Bővebb ismertető
Preface
This second volume of studies in Britain's foreign relations begins with the Second World War. In some respects, that cataclysm confirmed and deepened the results of the First; Germany and her allies were again defeated. It reversed other consequences, for Russia, having escaped defeat by the narrowest of margins, emerged as the predominant power in central and eastern Europe. No country mobilised its resources of industrial output and manpower more effectively than Britain. Had it been possible to bring the war to an end, say, eighteen months earlier, her political weight insidis the coalition would have been much greater than it proved to be in the last year of the struggle.

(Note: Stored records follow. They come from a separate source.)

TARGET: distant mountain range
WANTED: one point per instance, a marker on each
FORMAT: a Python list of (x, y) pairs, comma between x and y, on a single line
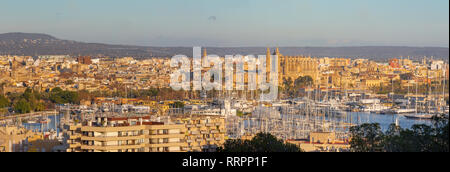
[(32, 44)]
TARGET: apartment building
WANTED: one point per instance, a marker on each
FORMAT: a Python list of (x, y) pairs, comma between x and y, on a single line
[(203, 133), (133, 134)]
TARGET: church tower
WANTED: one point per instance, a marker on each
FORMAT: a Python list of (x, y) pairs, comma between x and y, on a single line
[(268, 64)]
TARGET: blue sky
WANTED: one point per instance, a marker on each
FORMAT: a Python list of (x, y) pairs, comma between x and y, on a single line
[(234, 22)]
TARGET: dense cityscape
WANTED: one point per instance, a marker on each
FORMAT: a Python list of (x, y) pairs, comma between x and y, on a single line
[(74, 104)]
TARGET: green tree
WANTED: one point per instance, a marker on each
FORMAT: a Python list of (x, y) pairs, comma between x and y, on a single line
[(420, 138), (4, 102), (262, 142), (366, 138), (22, 106)]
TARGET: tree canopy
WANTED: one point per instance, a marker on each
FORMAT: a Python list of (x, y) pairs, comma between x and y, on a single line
[(420, 138)]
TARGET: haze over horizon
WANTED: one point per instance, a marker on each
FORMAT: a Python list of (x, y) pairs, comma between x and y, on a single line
[(293, 23)]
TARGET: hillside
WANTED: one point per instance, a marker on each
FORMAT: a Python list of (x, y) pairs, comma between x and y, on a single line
[(41, 44)]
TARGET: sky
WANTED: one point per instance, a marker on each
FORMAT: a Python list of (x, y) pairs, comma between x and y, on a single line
[(234, 23)]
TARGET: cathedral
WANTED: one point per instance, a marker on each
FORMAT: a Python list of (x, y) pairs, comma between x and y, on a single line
[(295, 66)]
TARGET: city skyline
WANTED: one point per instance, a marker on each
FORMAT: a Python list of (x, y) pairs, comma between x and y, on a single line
[(415, 23)]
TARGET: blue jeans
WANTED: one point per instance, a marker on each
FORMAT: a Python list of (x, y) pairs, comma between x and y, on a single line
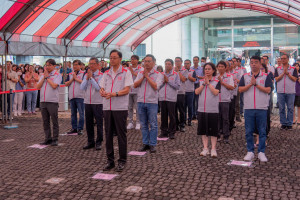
[(31, 98), (148, 115), (286, 118), (255, 118), (241, 103), (77, 104), (189, 97)]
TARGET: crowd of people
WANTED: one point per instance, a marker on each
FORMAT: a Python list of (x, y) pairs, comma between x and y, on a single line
[(184, 91)]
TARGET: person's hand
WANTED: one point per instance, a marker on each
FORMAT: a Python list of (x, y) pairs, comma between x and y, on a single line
[(109, 95), (46, 74), (166, 79), (74, 76), (146, 74), (102, 92), (253, 80), (220, 79), (89, 74), (206, 80)]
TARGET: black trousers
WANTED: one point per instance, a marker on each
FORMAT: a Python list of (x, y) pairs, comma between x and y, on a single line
[(94, 111), (50, 110), (224, 119), (167, 110), (116, 121), (180, 110), (231, 113)]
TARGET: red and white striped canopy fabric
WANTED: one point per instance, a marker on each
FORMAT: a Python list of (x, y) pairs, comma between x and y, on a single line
[(113, 23)]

But so enormous an effort, impossible without the support of the United States, inevitably meant that Britain could no longer sustain the whole range of her former burdens, especially when it became clear again that the ending of a great war was not to be followed by a period of peace, rebuilding and good will among the victorious allies.
These essays are intended to show how Britain conducted her relations with foreign powers during the war, with particular emphasis on the United States and the Soviet Union; and how she reacted to the changed circumstances of the uneasy truce after 1945. Professor Gopal's paper provides in some senses a complement to Dr Hillmer's account, given in the first volume, of Britain's adjustment to a new relationship with the countries of the old empire; while Professor Gowing's description of the British government's decision to manufacture the atomic bomb connects naturally with Dr Spiers's review of the factors which the British government had to weigh before deciding in the summer of 1980 to remain a nuclear power, a decision which -quite apart from its significance in the field of armaments - tells us a good deal about the role which the British aspire to play in the international politics of the next ten or fifteen years.